Le nombre de demandeurs d'emploi a repassé le seuil symbolique des deux millions à la fin du mois d'octobre
Ceux inscrits à l'ANPE en catégorie 1 sont 46.900 de plus en octobre, soit une hausse de 2,4% par rapport à septembre, repassant au-dessus des 2 millions, selon les chiffres donnés jeudi soir par le ministère de l'Emploi.
Sur un an, leur nombre a augmenté de 4,4% (+ 84.900) par rapport à octobre 2007.
Dès mardi, le gouvernement avait commencé à préparer les esprits, le secrétaire d'Etat à l'Emploi Laurent Wauquiez annonçant une tendance "très mauvaise", avec une "nette" dégradation. "Nous entrons dans une période difficile qui peut durer un an", avait-il prévenu.
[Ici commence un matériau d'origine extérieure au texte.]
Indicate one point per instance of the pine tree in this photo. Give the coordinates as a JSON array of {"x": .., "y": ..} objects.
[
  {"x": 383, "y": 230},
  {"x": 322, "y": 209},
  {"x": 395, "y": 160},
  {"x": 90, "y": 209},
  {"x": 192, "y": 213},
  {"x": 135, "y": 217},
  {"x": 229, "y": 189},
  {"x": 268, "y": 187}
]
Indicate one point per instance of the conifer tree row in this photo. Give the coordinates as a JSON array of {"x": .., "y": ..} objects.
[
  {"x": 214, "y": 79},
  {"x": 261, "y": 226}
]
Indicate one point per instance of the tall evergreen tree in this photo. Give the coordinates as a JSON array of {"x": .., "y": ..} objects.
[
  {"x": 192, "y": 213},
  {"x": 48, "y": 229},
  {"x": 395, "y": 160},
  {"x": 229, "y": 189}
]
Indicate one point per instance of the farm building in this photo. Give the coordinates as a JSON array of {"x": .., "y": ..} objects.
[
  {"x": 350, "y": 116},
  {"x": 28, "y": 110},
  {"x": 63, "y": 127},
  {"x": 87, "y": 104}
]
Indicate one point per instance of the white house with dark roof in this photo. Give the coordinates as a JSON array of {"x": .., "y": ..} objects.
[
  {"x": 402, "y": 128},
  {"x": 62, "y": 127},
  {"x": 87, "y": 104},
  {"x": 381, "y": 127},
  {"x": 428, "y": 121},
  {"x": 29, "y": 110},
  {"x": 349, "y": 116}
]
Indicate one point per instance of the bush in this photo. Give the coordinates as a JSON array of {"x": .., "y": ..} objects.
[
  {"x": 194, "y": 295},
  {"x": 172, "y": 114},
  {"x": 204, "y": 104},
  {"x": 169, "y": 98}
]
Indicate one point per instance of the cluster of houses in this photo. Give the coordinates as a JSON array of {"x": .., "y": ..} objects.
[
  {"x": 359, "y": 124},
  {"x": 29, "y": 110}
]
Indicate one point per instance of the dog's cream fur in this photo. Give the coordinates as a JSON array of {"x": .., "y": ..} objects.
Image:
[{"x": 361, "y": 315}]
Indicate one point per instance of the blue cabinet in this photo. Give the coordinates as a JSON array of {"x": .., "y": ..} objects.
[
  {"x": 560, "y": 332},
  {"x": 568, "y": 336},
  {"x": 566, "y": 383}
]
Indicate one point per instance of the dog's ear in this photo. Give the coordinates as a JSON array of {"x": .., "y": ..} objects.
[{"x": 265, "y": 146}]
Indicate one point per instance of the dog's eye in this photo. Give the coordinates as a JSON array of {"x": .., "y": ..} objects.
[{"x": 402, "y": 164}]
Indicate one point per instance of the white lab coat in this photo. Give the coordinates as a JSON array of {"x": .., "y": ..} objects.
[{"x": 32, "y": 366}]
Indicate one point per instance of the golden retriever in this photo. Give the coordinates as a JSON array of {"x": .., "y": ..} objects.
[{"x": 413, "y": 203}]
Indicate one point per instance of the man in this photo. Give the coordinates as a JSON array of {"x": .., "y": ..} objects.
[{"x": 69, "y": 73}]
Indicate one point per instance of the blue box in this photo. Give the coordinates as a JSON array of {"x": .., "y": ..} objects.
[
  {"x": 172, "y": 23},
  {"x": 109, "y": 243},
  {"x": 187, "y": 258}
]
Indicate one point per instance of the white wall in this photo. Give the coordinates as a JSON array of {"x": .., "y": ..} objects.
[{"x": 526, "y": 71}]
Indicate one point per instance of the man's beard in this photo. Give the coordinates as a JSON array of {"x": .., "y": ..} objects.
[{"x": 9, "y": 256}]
Le nombre de chômeurs inscrits sur les listes de l'ANPE a affiché en octobre sa sixième hausse mensuelle consécutive (+2,4%) et sa huitième hausse depuis début 2008. "Cette hausse s'explique par la hausse des fins de CDD et d'intérim et l'augmentation du nombre de licenciements économiques. Dans le même temps, les offres d'emploi baissent. Au total, c'est la répercussion logique de la crise économique", juge Laurent Wauquiez dans un entretien à La Tribune datée de vendredi.
Le nombre des chômeurs était situé sous la barre des deux millions de personnes en mai 2007. Il faut remonter à mars 1993 pour retrouver une hausse mensuelle plus forte (+54.600).
Si l'on englobe l'ensemble des inscrits en catégorie 1, 2, 3, 6, 7 et 8, c'est-à-dire incluant les chômeurs ayant un pied dans le chômage, un pied dans l'emploi, leur nombre a crû de 1,7% en octobre, à 3,15 millions (+0,4% en un an). La dégradation a affecté tous les chômeurs, mais davantage les hommes (+6,7%) et les jeunes (+4,3% sur un mois).
Les chômeurs de longue durée (inscrits depuis plus d'un an à l'ANPE) ont progressé de 1,6% dans les inscrits en catégorie 1 comparé à octobre (-2% sur un an), et parmi eux, le nombre de chômeurs inscrits depuis un à deux ans a augmenté de 2,6% et celui des inscrits de plus de trois ans de 1,4%.
Quant aux offres d'emploi déposées à l'ANPE, elles ont reculé de 5,5% en octobre sur un mois et de 9,8% sur un an, tombant sous les 300.000.
La nouvelle première secrétaire du PS Martine Aubry a réagi à ces chiffres en dénonçant la politique économique "injuste et inefficace" de Nicolas Sarkozy et en appelant à une relance, notamment par un plan de 300.000 logements sociaux.
Le nombre de chômeurs risque de croître un peu plus en France en raison des annonces de suppressions d'emploi, notamment dans l'industrie automobile et dans le bâtiment. "Pour rétablir la confiance et défendre l'emploi dans la crise actuelle, un plan de relance de grande ampleur sera annoncé très prochainement" et "axé sur le soutien à l'investissement des entreprises", a déclaré la ministre des Finances Christine Lagarde dans un communiqué.
L'OCDE a prévu la semaine dernière une remontée du taux de chômage français à 8,2% de la population active française en 2009 et à 8,7% en 2010, contre 7,2% au deuxième trimestre 2008. Pour sa part, le gouvernement vise 5% en 2012.